The neighborhood filter is particularly important because it is the prototype of the use of filters to generalize the notion of limits. Filters are one possible answer to what kind of thing does "$x\to 5$" in $\lim\limits_{x\to 5} f(x)$ stand for.

For example, when $\mathcal F$ is a filter in $X$ and $f$ is some function defined on $X$, we can define $$\lim_{x\to\mathcal F} f(x)=y \text{ means that } \forall \varepsilon>0\, \exists F\in\mathcal F\, \forall x\in F : |f(x)-y|<\varepsilon$$ If we choose $\mathcal F$ to be the punctured-neighborhood filter at $5$ gives us the usual limit for $x\to 5$. But there are other filters that give one-sided limits ($x\to 5^+$ corresponds to the filter of all sets that contain $(5,5+\delta]$ for some $\delta>0$) or limits involving infinity ($x\to-\infty$ corresponds to the filter of all sets that contain $(-\infty,y]$ for some $y\in\mathbb R$), and so forth, which can now be considered instances of a single uniform concept.

Solution 2:

Filters come to model the notion of "large sets", or subsets which include "most" of the elements of $X$.

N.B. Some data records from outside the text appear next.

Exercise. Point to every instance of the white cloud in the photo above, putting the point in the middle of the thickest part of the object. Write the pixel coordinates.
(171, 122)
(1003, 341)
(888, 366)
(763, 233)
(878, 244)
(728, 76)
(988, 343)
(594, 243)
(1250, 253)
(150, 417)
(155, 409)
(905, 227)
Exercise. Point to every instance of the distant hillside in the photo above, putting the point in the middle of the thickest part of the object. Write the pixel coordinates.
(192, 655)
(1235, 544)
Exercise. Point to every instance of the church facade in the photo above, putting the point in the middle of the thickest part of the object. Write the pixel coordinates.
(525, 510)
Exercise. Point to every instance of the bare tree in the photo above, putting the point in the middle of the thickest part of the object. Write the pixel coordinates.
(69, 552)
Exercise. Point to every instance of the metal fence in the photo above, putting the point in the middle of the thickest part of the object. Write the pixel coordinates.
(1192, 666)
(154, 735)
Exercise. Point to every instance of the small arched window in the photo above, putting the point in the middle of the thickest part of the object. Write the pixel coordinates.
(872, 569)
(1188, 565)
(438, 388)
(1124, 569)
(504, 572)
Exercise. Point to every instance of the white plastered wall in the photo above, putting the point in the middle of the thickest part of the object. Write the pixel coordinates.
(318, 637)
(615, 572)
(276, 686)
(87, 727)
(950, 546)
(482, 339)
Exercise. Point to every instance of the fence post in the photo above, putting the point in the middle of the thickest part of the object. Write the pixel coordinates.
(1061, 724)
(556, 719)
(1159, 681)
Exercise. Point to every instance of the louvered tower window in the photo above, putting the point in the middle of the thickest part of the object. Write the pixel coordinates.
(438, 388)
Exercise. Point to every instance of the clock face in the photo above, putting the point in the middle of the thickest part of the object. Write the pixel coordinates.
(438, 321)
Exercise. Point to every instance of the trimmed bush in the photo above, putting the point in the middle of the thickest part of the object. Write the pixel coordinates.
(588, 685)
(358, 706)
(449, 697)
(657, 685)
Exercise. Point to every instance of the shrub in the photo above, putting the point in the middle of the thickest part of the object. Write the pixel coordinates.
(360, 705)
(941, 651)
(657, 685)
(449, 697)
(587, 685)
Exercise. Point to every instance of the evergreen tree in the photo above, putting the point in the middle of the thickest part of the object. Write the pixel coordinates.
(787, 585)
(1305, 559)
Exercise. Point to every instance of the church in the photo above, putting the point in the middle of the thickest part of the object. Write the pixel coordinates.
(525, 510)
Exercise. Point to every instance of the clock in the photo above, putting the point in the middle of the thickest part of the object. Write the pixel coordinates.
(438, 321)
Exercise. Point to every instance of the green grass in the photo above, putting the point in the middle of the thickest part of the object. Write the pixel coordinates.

  1. Most elements of $X$ are in $X$; and most elements are not in $\varnothing$.
  2. If most elements are in $A$ and most elements are in $B$, then most elements are in $A\cap B$.
  3. If most elements are in $A$, and $A\subseteq B$, then of course that most elements are in $B$.

Examples for "most" can be seen in the canonical examples, the cofinite filter, namely $\mathcal F=\{A\subseteq X\mid X\setminus A\text{ is finite}\}$. Then every $A\in\mathcal F$ includes most of the elements of $X$ in this aspect.

Similarly, $\{A\subseteq[0,1]\mid m(A)=1\}$ where $m$ is the Lebesgue measure, also gives us a filter on $[0,1]$ which give us subsets which are almost everything in terms of measure.